A new species of dinosaur has been discovered by researchers
Fossils of a chicken-sized dinosaur have been discovered on the Isle of Wright, further evidence that Europe had its own family of small herbivores, distinct from those of Asia and North America.
Vectidromeus is a member of the family Hypsilophodontidae, which were small, bipedal, plant-eating dinosaurs. They lived about 125 million years ago.
Although the new fossil is quite small, it is assumed to belong to a cub, which means that the adults of the species were, however, somewhat larger in size than the specimens found so far suggest.
The new dinosaur species boasts some legendary contemporaries. Vectidromeus would have lived around the forests of the Lower Cretaceous period, along with early T. rex, spinosaurs and iguanodons.
But it also has famous relatives who were important not just to the history of paleontology, but to the history of science in general.

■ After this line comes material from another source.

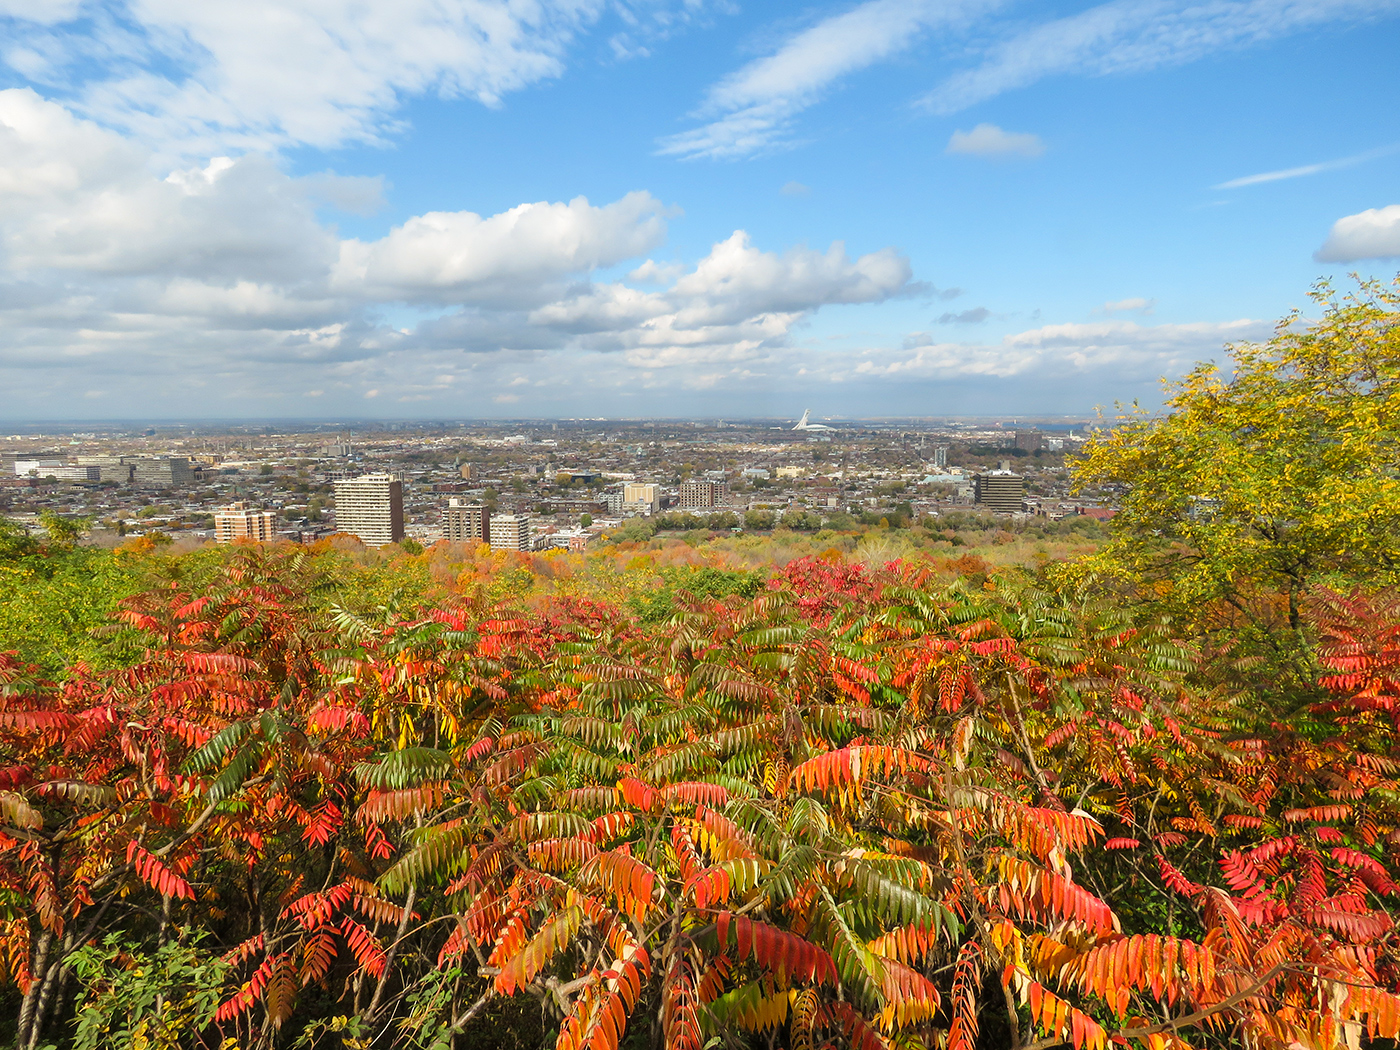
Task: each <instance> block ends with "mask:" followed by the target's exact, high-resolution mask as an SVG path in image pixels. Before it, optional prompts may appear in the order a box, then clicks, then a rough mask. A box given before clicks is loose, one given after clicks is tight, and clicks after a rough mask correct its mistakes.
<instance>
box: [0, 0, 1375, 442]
mask: <svg viewBox="0 0 1400 1050" xmlns="http://www.w3.org/2000/svg"><path fill="white" fill-rule="evenodd" d="M1397 56H1400V0H1110V3H1082V1H1081V3H1047V1H1044V0H1042V3H1029V1H1022V3H1015V1H1014V0H864V3H815V4H811V6H799V4H778V3H752V1H749V0H505V1H504V3H503V1H498V0H393V3H388V1H386V0H197V3H190V1H189V0H126V1H125V3H123V1H120V0H0V419H13V420H42V419H52V420H81V419H238V417H246V419H277V417H283V419H337V417H344V419H487V417H498V419H500V417H504V419H514V417H545V419H547V417H711V419H713V417H735V419H738V417H755V416H773V417H795V416H798V414H799V413H801V412H802V409H806V407H809V409H812V413H813V419H822V417H827V419H839V417H871V416H1037V414H1039V416H1057V414H1065V416H1072V414H1085V413H1092V412H1093V410H1095V409H1096V407H1100V406H1102V407H1105V409H1106V410H1109V412H1112V410H1113V405H1114V403H1117V402H1131V400H1134V399H1140V400H1141V402H1142V403H1145V405H1149V406H1151V405H1156V403H1158V402H1159V396H1161V384H1159V379H1161V377H1177V375H1180V374H1183V372H1184V371H1186V370H1189V368H1190V367H1191V365H1193V363H1196V361H1200V360H1219V358H1221V357H1222V347H1224V346H1225V344H1226V343H1229V342H1239V340H1261V339H1267V337H1268V336H1270V335H1271V333H1273V329H1274V325H1275V323H1277V321H1278V319H1280V318H1282V316H1285V315H1287V314H1288V312H1289V311H1292V309H1302V311H1303V315H1305V316H1308V315H1309V314H1312V315H1316V312H1317V308H1316V305H1313V304H1312V302H1310V301H1309V298H1308V293H1309V288H1310V287H1312V286H1313V284H1315V283H1316V281H1317V280H1320V279H1330V280H1333V281H1334V284H1336V286H1337V287H1338V288H1345V287H1348V284H1350V281H1351V277H1350V276H1348V274H1352V273H1357V274H1361V276H1362V277H1375V279H1382V280H1393V279H1394V277H1396V273H1397V270H1400V108H1397V106H1396V105H1394V99H1396V94H1397V88H1400V59H1397Z"/></svg>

When they lived, the surprising size they had
Thus, Vectidromeus is closely related to Hypsilophodon foxii, which was also discovered on the Isle of Wight. During the 19th century, Hypsilophodon was among the first dinosaurs to be described, due to the fact that its remains were discovered relatively intact. Like its new relative, Hypsilophodon had a small, slender waist and bird-like hind limbs.
These traits have made this family very important to scientists interested in the evolution of species. Thus, the British biologist of the Victorian era, Thomas Henry Huxley, nicknamed “Darwin’s bulldog”, used the fossils of a Hypsilophodon to prove that birds evolved from dinosaurs.
Even though both Hypsilophodon and Vectidromeus were discovered on the same island they did not live at the same time. Fossils of the former were recovered from the island’s high cliffs, suggesting it is 2-3 million years “younger” than Vectidromeus.
“Paleontologists have been working on the Isle of Wright for over a century, and these fossils have played a major role in the history of vertebrate paleontology,” Dr. Nicholas Longrich, of the University of Bath’s Milner Center for Evolution, said in a statement.
“But we’re still making new discoveries about dinosaurs as sea erosion uncovers new fossils from where they lay in the rocks,” he added.
The reason new dinosaur species keep appearing on the Isle of Wight is that the Cretaceous stratification is extremely thick – hundreds of meters thick – and can cover millions of years.
Although scientists have not agreed on the age of the fossils found on the island, it is possible that they came from different ecosystems, each with its own set of species.